- Theatrical release poster
- Directed by: John Rawlins
- Screenplay by: Maxwell Shane
- Story by: Paul Franklin Aaron Gottlieb
- Produced by: William H. Pine William C. Thomas
- Starring: Richard Arlen Jean Parker Mary Carlisle Phillip Terry Dick Purcell Ralph Sanford
- Cinematography: Fred Jackman Jr.
- Edited by: William H. Ziegler
- Production company: Pine-Thomas Productions
- Distributed by: Paramount Pictures
- Release date: January 24, 1942;
- Running time: 70 minutes
- Country: United States
- Language: English

= Torpedo Boat (film) =

1942 film by John Rawlins

Torpedo Boat is a 1942 American drama film from Pine-Thomas Productions directed by John Rawlins, written by Maxwell Shane, and starring Richard Arlen, Jean Parker, Mary Carlisle, Phillip Terry, Dick Purcell and Ralph Sanford.
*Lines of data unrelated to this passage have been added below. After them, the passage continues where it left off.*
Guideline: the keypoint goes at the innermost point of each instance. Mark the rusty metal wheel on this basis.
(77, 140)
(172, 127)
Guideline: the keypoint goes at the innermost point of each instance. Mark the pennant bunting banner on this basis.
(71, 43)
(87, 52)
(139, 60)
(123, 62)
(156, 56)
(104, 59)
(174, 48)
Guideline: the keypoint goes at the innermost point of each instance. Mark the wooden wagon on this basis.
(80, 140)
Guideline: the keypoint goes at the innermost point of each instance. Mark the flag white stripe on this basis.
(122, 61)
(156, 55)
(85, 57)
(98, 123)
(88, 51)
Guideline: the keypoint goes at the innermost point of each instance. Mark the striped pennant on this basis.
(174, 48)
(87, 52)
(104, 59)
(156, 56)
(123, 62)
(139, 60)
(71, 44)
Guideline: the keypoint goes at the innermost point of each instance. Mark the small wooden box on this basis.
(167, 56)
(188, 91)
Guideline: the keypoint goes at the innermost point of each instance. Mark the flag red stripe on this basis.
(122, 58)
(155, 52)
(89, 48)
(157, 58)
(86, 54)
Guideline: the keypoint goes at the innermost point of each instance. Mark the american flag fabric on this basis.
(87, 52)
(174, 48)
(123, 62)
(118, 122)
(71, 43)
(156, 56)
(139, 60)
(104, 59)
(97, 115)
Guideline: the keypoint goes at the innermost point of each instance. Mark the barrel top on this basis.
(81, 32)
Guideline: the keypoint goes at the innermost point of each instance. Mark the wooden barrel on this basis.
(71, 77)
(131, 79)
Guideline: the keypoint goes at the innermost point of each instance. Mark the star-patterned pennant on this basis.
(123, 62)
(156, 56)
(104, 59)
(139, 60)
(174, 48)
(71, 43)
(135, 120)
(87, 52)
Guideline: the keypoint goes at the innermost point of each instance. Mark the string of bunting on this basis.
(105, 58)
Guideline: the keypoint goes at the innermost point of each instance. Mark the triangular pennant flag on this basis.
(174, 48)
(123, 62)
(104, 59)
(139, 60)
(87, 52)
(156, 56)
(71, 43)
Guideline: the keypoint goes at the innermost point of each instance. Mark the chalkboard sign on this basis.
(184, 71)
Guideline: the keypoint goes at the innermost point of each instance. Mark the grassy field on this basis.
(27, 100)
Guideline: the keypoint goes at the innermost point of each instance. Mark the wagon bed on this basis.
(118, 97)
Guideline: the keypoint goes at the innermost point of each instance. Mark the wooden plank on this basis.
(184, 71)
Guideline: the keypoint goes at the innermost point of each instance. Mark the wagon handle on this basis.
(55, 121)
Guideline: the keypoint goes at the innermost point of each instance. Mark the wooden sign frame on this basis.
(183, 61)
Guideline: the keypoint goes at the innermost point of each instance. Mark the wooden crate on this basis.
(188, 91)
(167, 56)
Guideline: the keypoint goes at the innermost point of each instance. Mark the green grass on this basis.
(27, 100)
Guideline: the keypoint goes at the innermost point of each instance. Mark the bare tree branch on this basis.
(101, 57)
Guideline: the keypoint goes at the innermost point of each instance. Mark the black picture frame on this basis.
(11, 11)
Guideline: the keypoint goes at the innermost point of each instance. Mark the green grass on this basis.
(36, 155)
It was released on January 24, 1942, by Paramount Pictures.

== Cast ==
- Richard Arlen as Skinner Barnes
- Jean Parker as Grace Holman
- Mary Carlisle as Jane Townsend
- Phillip Terry as Tommy Whelan
- Dick Purcell as Ralph Andrews
- Ralph Sanford as Hector Bobry
- Oscar O'Shea as Captain Mike
- Robert Middlemass as Mr. Townsend
- Warren Hymer as Marine
- William Haade as Big Sweeney, Riveter
- Virginia Sale as Mrs. Sweeney

==Production==
The film was based on an original story by Alex Gottlieb. Pine-Thomas Productions bought it in May 1941 and assigned Richard Arlen to star.

Filming started October 1941. Arlen had made three films for Pine-Thomas, who then signed a new three-film contract with the actor; this was the first movie under that contract and the first to not deal with an aviation theme.

Frances Farmer was supposed to play the female lead but she was then put in Son of Fury (1942). She was replaced by Jean Parker who had made a number of films for Pine-Thomas.

The film was shot before America's entry into World War II, but released afterwards. In January 1942 the Los Angeles Times wrote it was "one of those modest Pine Thomas affairs which might have slipped by without a ripple a month ago but which today sound like prophecy."

In particular the film attracted attention for a scene where an old ship was converted into a fighter with planes on top and torpedo boats below; the planes would scout for the enemy and then the boats would attack. Screenwriters Maxwell Shane and Richard Murphy made up this concept but then Chairman Carl Vinson of the House Naval Affairs Committee proposed a similar idea. Pine-Thomas sent a copy of the film to the committee and arranged for the film to be released earlier.